In 1864, the North's Ulysees S. Grant decided to take direct advantage of the Union's numerical superiority of two to one, realizing that he could lose men in this proportion and still win. Viewed in this light, all but the most egregious of the North's previous "defeats" were actually Union victories (at Chancellorsville, for instance, the Confederates inflicted casualties in the ratio of only four to three and lost Stonewall Jackson). He combined this idea with a second one; that if the Confederate army could be separated from the defense of Richmond, the South would lose. Put another way, Grant could force the Confederates to fight on his terms by attacking Richmond and forcing Lee to defend it.
The Overland Campaign started with several near misses, and Union losses of nearly two to one. For all that, Grant sacrificed 60,000 men (against Confederate losses of about half that) in sixty days to get sixty miles closer to Richmond. When there was an outcry, Grant retorted "I plan to fight it out along this line if it takes all summer." With Grant closing in on Richmond, the Union loss rate went down to three to two, and ultimately, one to one. Lee simply could not survive such a war of attrition and finally fled Richmond to Appomattox, where he surrendered when caught by the Union army.
Upvote:13
In short, no, Sir Alistair is wrong in this case (although the example quoted is, perhaps, more an example of journalistic hyperbole than something intended to be taken literally).
There many examples of 'wars of attrition' from history. One might argue that the strategy dates back to Quintus Verrucosus's defence against Hannibal during the Second Punic War in the 3rd century BCE.
In the "modern" age, the strategy was used to good effect against the British during the American Revolutionary War, and also in the later stages of the American Civil War (three good examples there were the Siege of Vicksburg, the Overland Campaign and the Siege of Petersburg).
Perhaps the best-known example though is Napoleon Bonaparte's ill-fated 1812 invasion of Russia, where the Russian strategy devised by Marshal Mikhail Kutuzov literally bled (and froze!) Napoleon's army to death.

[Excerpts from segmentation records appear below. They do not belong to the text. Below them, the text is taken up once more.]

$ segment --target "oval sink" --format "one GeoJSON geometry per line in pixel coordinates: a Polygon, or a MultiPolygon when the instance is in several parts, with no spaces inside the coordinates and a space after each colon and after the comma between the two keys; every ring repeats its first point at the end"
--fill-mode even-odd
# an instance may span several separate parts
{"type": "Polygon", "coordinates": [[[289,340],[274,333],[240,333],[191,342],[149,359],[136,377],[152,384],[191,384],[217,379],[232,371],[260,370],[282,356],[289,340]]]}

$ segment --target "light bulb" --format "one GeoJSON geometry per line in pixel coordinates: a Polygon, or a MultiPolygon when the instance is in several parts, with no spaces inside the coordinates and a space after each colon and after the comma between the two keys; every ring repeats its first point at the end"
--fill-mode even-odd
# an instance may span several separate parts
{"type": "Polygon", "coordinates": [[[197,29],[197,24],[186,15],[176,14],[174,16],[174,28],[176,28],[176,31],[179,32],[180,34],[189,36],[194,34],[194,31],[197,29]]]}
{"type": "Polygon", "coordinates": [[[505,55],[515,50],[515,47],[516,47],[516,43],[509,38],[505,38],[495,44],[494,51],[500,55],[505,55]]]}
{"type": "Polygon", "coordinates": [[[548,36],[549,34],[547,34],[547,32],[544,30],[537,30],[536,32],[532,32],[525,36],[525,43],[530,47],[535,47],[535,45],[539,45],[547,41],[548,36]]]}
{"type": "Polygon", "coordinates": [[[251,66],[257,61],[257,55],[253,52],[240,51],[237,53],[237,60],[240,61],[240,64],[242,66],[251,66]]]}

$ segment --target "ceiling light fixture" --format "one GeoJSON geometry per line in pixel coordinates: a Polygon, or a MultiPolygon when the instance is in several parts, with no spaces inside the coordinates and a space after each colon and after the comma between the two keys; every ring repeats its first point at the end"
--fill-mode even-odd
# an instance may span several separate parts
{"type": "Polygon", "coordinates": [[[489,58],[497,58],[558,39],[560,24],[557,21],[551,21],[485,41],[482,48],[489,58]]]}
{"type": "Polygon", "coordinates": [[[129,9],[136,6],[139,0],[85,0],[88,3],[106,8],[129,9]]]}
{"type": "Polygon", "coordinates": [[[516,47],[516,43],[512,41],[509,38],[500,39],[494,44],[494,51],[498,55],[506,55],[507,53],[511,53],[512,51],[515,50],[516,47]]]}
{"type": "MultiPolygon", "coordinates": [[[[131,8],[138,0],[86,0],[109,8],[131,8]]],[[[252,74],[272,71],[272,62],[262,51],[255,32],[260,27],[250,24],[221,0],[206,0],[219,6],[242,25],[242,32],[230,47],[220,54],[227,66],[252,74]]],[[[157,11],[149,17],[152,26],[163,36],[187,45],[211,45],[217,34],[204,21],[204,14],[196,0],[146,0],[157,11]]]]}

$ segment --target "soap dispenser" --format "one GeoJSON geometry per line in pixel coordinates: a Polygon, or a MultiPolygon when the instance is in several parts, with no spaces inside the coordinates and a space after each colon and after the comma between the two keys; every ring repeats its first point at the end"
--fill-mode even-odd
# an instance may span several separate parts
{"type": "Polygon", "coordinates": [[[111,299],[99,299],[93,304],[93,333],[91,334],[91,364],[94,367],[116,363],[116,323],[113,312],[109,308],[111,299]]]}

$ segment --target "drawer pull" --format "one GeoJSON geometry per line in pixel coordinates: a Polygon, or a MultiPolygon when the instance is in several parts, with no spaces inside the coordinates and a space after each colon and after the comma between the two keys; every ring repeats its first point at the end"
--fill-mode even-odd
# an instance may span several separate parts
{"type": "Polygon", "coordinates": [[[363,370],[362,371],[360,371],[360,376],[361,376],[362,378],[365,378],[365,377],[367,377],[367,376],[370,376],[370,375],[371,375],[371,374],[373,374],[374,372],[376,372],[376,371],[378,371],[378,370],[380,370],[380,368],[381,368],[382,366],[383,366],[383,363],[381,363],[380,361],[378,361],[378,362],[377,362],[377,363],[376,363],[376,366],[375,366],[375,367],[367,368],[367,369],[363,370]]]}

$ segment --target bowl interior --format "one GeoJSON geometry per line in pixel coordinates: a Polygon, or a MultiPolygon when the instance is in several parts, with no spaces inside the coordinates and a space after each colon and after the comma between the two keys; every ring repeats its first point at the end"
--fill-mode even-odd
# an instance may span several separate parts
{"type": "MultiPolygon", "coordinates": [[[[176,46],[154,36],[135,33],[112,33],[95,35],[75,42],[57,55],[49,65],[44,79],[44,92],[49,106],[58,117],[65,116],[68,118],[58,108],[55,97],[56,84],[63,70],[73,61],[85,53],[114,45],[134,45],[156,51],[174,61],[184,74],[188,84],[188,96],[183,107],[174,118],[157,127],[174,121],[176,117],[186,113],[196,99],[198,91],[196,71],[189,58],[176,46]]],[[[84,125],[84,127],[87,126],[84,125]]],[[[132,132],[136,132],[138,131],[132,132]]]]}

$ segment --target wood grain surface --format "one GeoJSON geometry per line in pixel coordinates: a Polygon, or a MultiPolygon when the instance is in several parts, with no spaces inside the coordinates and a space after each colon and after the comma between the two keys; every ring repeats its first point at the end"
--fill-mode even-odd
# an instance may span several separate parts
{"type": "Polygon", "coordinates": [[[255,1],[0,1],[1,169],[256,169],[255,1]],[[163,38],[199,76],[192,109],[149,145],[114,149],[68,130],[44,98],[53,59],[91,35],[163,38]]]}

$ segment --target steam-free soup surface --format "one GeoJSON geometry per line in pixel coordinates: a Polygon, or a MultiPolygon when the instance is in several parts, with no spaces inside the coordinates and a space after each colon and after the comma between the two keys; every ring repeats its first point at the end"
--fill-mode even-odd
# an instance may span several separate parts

Erich Von Falkenhayn came from a West-Prussian Junker family. He entered cadet school at the age of ten and later attended the military academy. There is no doubt that he knew his military history. His strategy was undoubtedly inspired by these, and other, successful attritional campaigns.
EDIT: This paper by Robert Foley on German Strategy and the Path to Verdun: Erich von Falkenhayn and the Development of Attrition, 1870-1916 (shared by the author on academia.edu) is also definitely worth reading.